SLOP exposes live application state. To make that state visible to a language model, a consumer must serialize the current tree into the model’s context window on every turn. Done naively, this either bloats the conversation history (every past state lingers forever) or breaks prompt caching (every turn invalidates the prefix). This document defines the conventions a SLOP-aware LLM host SHOULD follow so that state stays fresh, history stays clean, and the cache stays warm.

This is an integration concern, not part of the core protocol. Providers do not need to know how their state is rendered into a prompt. Consumers that do not interface with an LLM (analytics tools, replay, headless tests) MAY ignore this document entirely.

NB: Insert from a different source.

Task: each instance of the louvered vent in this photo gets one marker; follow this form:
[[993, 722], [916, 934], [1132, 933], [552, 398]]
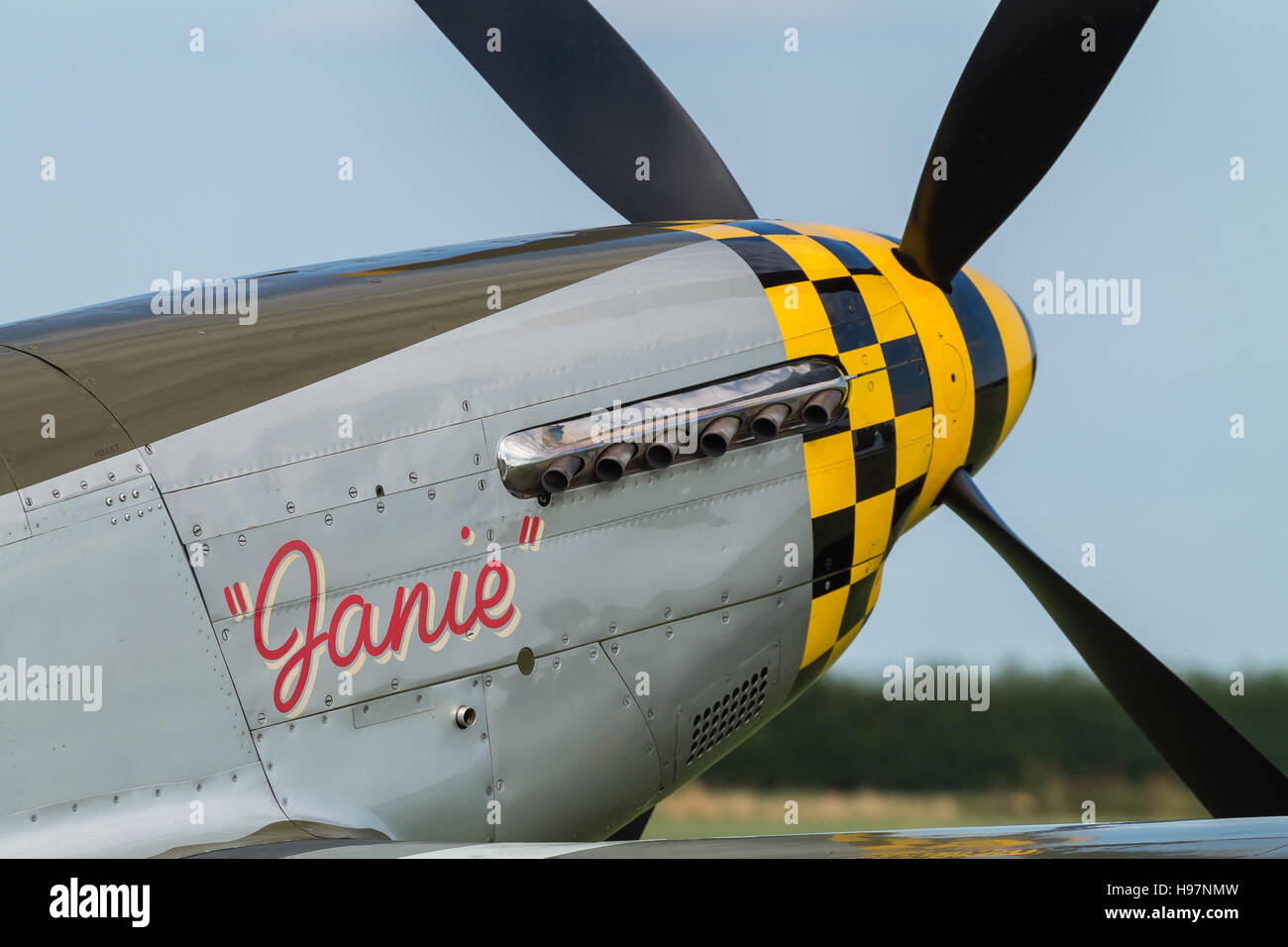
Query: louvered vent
[[735, 707]]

A SLOP consumer driving a model has two pressures that pull in opposite directions:

  • Freshness — the model must reason about state now, not whatever the tree looked like ten turns ago.
  • Efficiency — the conversation prefix must be stable enough to hit the provider’s prompt cache, otherwise every turn re-bills the entire history.

Embedding the full tree into each user message satisfies freshness but defeats caching: the prefix changes every turn. Snapshotting once and never refreshing satisfies caching but leaves the model reasoning over stale state. Neither is acceptable for an interactive agent.

The recommended pattern is to treat current state as an ephemeral tail appended to the request, never persisted into conversation history.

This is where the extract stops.